A escalada dos custos dos planos de saúde e a necessidade de conhecer sua própria inflação médica
A escalada dos custos de saúde está muito ligada à forma como foi construída a remuneração dos prestadores de serviço: a lógica do fee for service. Paga-se por produção. Quanto mais consultas, mais exames, mais cirurgias, mais o prestador ganha. Isto conflita com a vontade de se criar protocolos, de se aprimorar a racionalidade do uso, da inovação tecnológica, da transparência.
Ao longo do tempo esta forma de remuneração criou várias distorções, já que qualquer aperfeiçoamento em mecanismos de regulação e auditoria de sinistro médico é sempre insuficiente frente ao aumento da demanda autogerada e incentivada pela remuneração baseada por produção. No meio de tudo isto, está o beneficiário, refém de uma lógica de atendimento que nem sempre está isenta quanto às opções de tratamento e à quantidade de “acessórios” no diagnóstico o que produz excesso de consultas, exames, materiais etc.
Internacionalmente existem outros sistemas alternativos ao fee for service, tais como o DRG (Diagnosis Related Groups) que impõe uma lógica de pagamento por performance combinando protocolos de atendimento, graus de complexidade e gravidade que orientam os valores a serem pagos. Quanto mais eficiente o prestador de serviços (hospitais e clínicas), maior a sua margem de lucro. Esta lógica impacta toda a cadeia produtiva, pois equaliza melhor o risco e a gestão dos custos de atendimento.
Junte-se a isso o incremento tecnológico mal planejado, a falta de teto nas coberturas, o envelhecimento populacional e temos um ambiente em que tudo colabora e contribui para a escalada dos custos.
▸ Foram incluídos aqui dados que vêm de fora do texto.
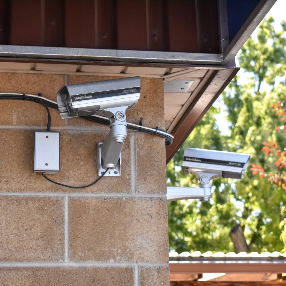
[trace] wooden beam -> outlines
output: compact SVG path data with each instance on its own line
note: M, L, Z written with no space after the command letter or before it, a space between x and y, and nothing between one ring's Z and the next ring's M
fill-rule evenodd
M170 286L283 286L286 281L171 281Z

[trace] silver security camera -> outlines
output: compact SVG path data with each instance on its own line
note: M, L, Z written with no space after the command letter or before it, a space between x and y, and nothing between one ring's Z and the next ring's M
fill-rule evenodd
M250 160L247 154L186 148L183 159L184 171L196 175L199 186L167 187L167 199L200 198L207 202L212 195L210 180L219 177L241 179Z
M62 118L95 115L109 120L110 131L97 144L97 170L100 176L120 176L121 151L127 136L125 112L138 102L140 78L136 76L65 86L57 94Z
M220 178L241 179L250 160L247 154L186 148L183 166L185 173L205 172Z
M136 76L64 86L58 92L57 100L62 118L104 116L106 109L131 108L140 93L140 78Z

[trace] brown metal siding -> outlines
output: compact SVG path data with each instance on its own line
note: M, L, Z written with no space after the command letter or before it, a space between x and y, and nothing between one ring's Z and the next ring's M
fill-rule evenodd
M217 10L217 0L0 0L0 44L216 53Z
M39 0L11 1L10 45L43 45L42 4Z
M46 2L45 43L48 47L63 47L64 19L64 3L59 0L48 0Z

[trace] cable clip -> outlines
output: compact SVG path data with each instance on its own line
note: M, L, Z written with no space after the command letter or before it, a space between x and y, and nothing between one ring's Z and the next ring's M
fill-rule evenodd
M141 117L140 118L140 121L139 122L139 125L140 126L142 126L142 122L143 121L143 118Z

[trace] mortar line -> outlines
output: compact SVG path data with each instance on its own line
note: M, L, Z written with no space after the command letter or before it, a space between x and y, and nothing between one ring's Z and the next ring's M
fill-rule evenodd
M0 192L0 196L35 197L69 198L166 198L165 194L130 194L121 193L55 193L36 192Z
M136 194L137 192L137 152L136 150L136 135L132 133L131 135L130 157L131 162L130 165L133 166L131 168L131 189L133 194Z
M134 267L134 286L140 286L140 277L139 266L136 263Z
M150 265L152 266L152 265ZM1 262L0 267L130 267L134 268L134 262L104 262L98 261L75 262Z
M65 197L65 261L69 261L69 202L68 196Z

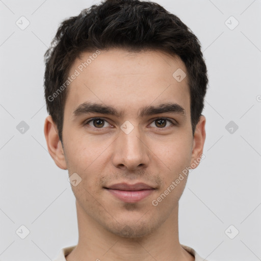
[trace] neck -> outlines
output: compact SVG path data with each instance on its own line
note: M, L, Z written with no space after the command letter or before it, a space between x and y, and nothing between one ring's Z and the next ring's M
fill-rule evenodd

As regras da lei 9.656 e do regulador impõe uma agenda rígida em termos de produto e rol de coberturas, há também uma pressão constante dos órgãos de defesa dos consumidores, e isto sem falar na judicialização da saúde, que muitas vezes não avalia o mérito ou o contrato.
A verdade é que o setor todo (ou quase todo diriam alguns), estrangulado com margens apertadas por causa desta inflação, criou um círculo vicioso para si mesmo.
No Brasil, a cadeia produtiva fica esperando quem vai ceder primeiro, quem vai dar o primeiro passo e o impasse tem permanecido. Podemos dizer que a cadeia se comporta muito mais como uma “cadeia alimentar” do que produtiva.
Como o maior mercado de saúde suplementar está nos planos coletivos empresariais (dois terços do mercado) e estes contratos têm livre negociação do índice de reajuste, no final do dia são as empresas que absorvem a maior parte desta inflação, visto não conseguirem repassar isto totalmente aos seus colaboradores.
Neste contexto do plano coletivo empresarial saber medir, conhecer e compreender sua própria inflação médica, é fundamental para traçar estratégias eficientes de controle da escalada dos custos e também permite não ficar refém da VCMH (variação dos custos médicos hospitalares) divulgada pela operadora, pois aplicada de forma linear para sua carteira muitas vezes pode não refletir ou estar desconectada da realidade do cliente.
É angustiante a empresa ficar refém deste índice sem poder compreendê-lo, medi-lo, contrapô-lo. É preciso transparência e independência na discussão deste índice que impacta o reajuste do contrato coletivo.
As empresas que são as grandes patrocinadoras deste mercado estão no limite da sua capacidade de manter este benefício. Talvez estejamos chegando perto de uma necessidade imposta às partes para sentarem e conversarem para construir um novo pacto. Sem isto, o sistema implodirá por falta de capacidade de patrocínio. Notem que os sinais desta problemática são tão crescentes que recentemente a ANS promoveu de forma inédita um evento para a Pessoa Jurídica Contratante para ouvir o empregador sobre esta e outras problemáticas na gestão do plano de saúde coletivo.
Se não há mais de onde tirar recursos para manter o benefício, o mercado que se cuide, pois as empresas podem estar próximas de também dar seu grito em relação à inflação médica ou VCMH (como preferirem): Independência na análise da inflação médica ou morte do benefício.